Your baby’s health

by Dr. Derrick Thompson (Obstetrician & Gynaecologist)


You should give birth to a healthy baby if your baby’s growth is normal as should on the SPH growth chart, and you feel its movements (kicks) after 18 to 20 weeks gestation and dialy kicks after about 26 weeks gestation.  If you develop any complications such as high blood pressure or vaginal bleeding, this guideline may change.

Fetal movements (kicks)

1. Before 26 weeks gestation

You will usually start to feel fetal movements at 18-20 weeks gestation, although not necessarily on a daily basis.  Many women describe them as flutters or butterflies felt below the navel.  You will notice movements at this stage because by now the fetus has grown large enough for its movements to be sufficiently strong to be transmitted through the wall of the uterus to your anterior abdominal wall.  At this stage of pregnancy, the wall of the uterus comes in direct contact with your anterior abdominal wall.

The wall of the uterus (myometrium) does not contain nerve fibres sensitive to movement.  Thus, it is the fetus moving directly against your anterior abdominal wall which give you the sensation of movement.

2. After 26-28 weeks gestation

It is most important for you to be aware of your baby’s movements each day, either as a kick or rolling sensation.  As your EDD approaches, you will experience your baby’s movements as a stretching sensation.  Your baby is growing, and the amount of liqour (fluid) around your baby is diminishing.  Therefore, there is less room for your baby to kick.

If you are concerned about your baby’s well being, your doctor may suggest you create a kick chart where you record and count your baby’s movements.  You should feel at least 10 kicks between 9 am and 9 pm.  You should not rely on kick charts alone to monitor the well being of your baby in utero.

If you are not aware of any fetal movements during the day, I recommend you either have your evening meal or a glass of fluid, and lie down.  Normally, you should feel your baby move within the next 2 hours.  Loud music music may stimulate fetal movements.  If you do not feel any fetal movements within 2 hours, you should contact your doctor who normally would arrange for fetal monitoring to be performed on your baby.

you should contact your doctor or midwife if you perceive a daily reduction in fetal movements.  Delays of greater than 24 hours between the perception of decreased movements and presentation to your carer have been associated with increased morbidity and mortality, for example stillborth.

Should the above circumstances arise, a cardiotocography (CTG) and an ultrasound examination – at least for liquor volume – should be performed.

Fetal heart

At each antenatal visit, your doctor or midwife will listen to your baby’s heart.  It is very reassuring if your carer can listen to your baby’s heart with a fetal dopler machine.  This will enable you to hear your baby’s heart beating.  I also recommend your partner listen to the fetal heart.

To do this at home after 30 weeks gestation, use the following method.  Most of the time the fetus lies head first (cephalic).  Your partner can therefore best hear the baby’s heart by placing his ear on your abdomen between the navel and the iliac crest (hip-bone) on the opposite side to where you feel the baby’s kicks.
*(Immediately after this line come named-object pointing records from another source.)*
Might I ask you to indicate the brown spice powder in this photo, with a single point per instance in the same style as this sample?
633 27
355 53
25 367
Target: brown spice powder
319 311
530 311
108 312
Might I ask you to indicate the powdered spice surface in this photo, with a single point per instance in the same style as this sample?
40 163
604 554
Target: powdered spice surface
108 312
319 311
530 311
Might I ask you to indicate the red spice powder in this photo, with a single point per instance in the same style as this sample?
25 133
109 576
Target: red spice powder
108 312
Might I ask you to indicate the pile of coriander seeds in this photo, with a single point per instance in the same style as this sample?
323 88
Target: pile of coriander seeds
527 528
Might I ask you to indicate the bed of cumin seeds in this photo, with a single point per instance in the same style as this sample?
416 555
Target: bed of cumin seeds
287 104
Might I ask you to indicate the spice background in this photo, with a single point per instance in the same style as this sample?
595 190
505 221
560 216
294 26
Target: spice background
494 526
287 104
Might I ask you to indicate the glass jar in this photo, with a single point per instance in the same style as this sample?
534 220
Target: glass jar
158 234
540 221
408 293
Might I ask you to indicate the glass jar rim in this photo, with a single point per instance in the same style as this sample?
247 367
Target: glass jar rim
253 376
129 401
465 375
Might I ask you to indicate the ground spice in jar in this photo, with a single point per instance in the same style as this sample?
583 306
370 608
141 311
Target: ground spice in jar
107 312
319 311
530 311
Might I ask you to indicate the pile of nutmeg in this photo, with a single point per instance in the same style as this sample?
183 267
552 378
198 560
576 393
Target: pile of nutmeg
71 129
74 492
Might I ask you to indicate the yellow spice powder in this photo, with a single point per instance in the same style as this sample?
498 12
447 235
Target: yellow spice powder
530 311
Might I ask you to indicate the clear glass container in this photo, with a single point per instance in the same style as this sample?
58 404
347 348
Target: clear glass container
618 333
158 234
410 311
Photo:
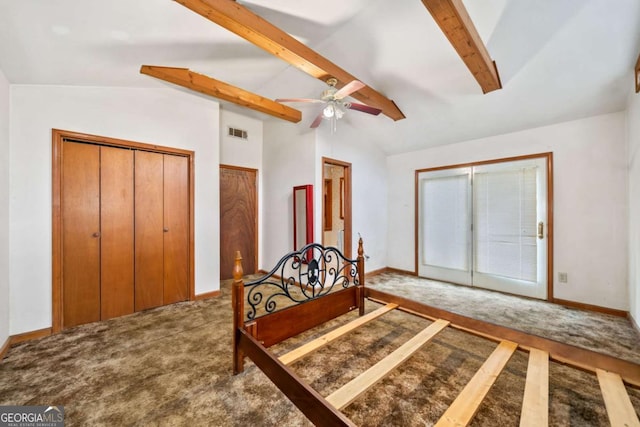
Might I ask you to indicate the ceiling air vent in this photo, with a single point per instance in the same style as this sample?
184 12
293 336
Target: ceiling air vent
238 133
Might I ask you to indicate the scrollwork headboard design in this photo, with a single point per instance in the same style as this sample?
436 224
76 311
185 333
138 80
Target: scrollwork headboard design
298 277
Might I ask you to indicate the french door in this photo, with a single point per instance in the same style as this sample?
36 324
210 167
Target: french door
485 225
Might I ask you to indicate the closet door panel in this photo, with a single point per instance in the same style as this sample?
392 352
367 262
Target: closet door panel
117 247
149 254
81 233
176 228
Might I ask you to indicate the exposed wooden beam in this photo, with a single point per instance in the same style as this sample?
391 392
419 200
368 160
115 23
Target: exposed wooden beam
212 87
251 27
453 19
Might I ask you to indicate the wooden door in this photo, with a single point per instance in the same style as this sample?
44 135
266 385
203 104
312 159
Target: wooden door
238 219
116 230
176 229
80 233
149 239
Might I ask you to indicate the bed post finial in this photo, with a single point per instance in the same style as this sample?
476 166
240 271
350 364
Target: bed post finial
237 303
360 262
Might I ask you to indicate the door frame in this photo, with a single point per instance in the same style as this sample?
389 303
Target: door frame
257 209
548 157
347 202
58 137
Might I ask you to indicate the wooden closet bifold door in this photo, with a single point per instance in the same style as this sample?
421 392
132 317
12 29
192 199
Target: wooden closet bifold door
176 229
81 233
122 227
116 222
149 230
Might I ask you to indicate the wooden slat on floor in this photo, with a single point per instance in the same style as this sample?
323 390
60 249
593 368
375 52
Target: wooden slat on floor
350 391
535 405
616 399
468 401
307 348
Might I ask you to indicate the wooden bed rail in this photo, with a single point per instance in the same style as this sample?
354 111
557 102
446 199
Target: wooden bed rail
303 314
577 357
237 305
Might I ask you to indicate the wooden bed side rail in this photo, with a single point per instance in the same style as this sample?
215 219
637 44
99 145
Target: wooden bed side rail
578 357
237 307
278 325
360 266
310 402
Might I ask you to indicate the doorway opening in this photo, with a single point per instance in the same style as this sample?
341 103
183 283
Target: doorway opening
238 219
336 205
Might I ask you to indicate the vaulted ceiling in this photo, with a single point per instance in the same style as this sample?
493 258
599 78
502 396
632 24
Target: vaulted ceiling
557 60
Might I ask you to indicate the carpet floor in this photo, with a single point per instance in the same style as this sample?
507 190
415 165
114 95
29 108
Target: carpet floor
172 365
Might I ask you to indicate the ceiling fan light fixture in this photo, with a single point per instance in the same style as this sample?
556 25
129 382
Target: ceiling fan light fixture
329 111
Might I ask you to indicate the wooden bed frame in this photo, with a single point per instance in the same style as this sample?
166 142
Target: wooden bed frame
317 284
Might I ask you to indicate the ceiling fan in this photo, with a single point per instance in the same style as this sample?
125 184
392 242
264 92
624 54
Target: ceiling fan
334 104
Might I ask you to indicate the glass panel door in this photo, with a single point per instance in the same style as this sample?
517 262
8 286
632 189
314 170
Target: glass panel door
485 226
509 201
445 212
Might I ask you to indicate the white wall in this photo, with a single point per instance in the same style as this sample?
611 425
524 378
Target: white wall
289 160
369 189
246 153
160 116
633 127
293 156
590 201
4 208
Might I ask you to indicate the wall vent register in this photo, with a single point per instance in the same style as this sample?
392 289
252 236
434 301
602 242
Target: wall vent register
238 133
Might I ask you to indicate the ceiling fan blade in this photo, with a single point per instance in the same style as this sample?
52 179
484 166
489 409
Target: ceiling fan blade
317 121
298 100
364 108
349 88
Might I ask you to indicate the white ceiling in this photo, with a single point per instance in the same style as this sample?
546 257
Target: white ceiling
558 59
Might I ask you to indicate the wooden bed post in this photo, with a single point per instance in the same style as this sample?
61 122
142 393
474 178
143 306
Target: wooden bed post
360 277
237 305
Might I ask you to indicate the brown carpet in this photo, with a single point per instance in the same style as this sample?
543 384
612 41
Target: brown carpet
172 365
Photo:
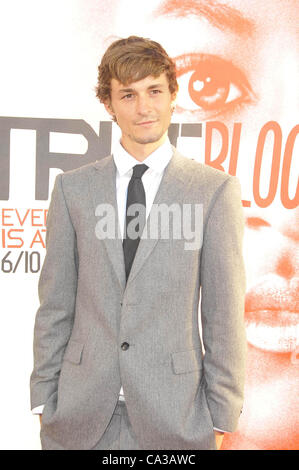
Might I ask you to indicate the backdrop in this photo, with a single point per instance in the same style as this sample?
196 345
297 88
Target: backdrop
237 110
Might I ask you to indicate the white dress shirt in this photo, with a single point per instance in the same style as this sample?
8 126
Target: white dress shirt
124 162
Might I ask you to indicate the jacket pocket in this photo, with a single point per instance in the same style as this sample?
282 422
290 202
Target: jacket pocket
73 352
186 361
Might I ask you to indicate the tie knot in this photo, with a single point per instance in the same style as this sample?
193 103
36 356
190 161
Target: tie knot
138 170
The baby’s heart rate in utero is normally about double the mother’s heart rate, that is, 120 – 160 bpm (beats per minute) compared with 60 – 80 bpm of the mother.  If your partner finds it difficult to discern the baby’s heart form yours, he should feel your pulse at the same time as listening for the fetal heart beat, and he will be able to tell the difference.

Ultrasound

Many women require an ultrasound examination to further check the well-being of their baby.

If your baby is assessed as small for gestational age, that is, its size is measured as less than the 5th percentile, your doctor may recommend a chromosomal analysis.  It has been found that up to 19% of fetuses of a size less than the 5th percentile have  achromosomal abnormality, especially if there is:

  • a structural abnormality such as a cardiac defect
  • normal liquor volume
  • normal uterine or umbilical artery blood flow measured by a Doppler flow ultrasound

In these circumstances a fetal chromosome analysis may be an option.  The ultrasonologist will obtain a fetal blood sample form the umbilical cord of the baby.  This is performed under local anaesthetic and ultrasound control by inserting a fine needle through he mother’s abdominal wall into the uterine cavity.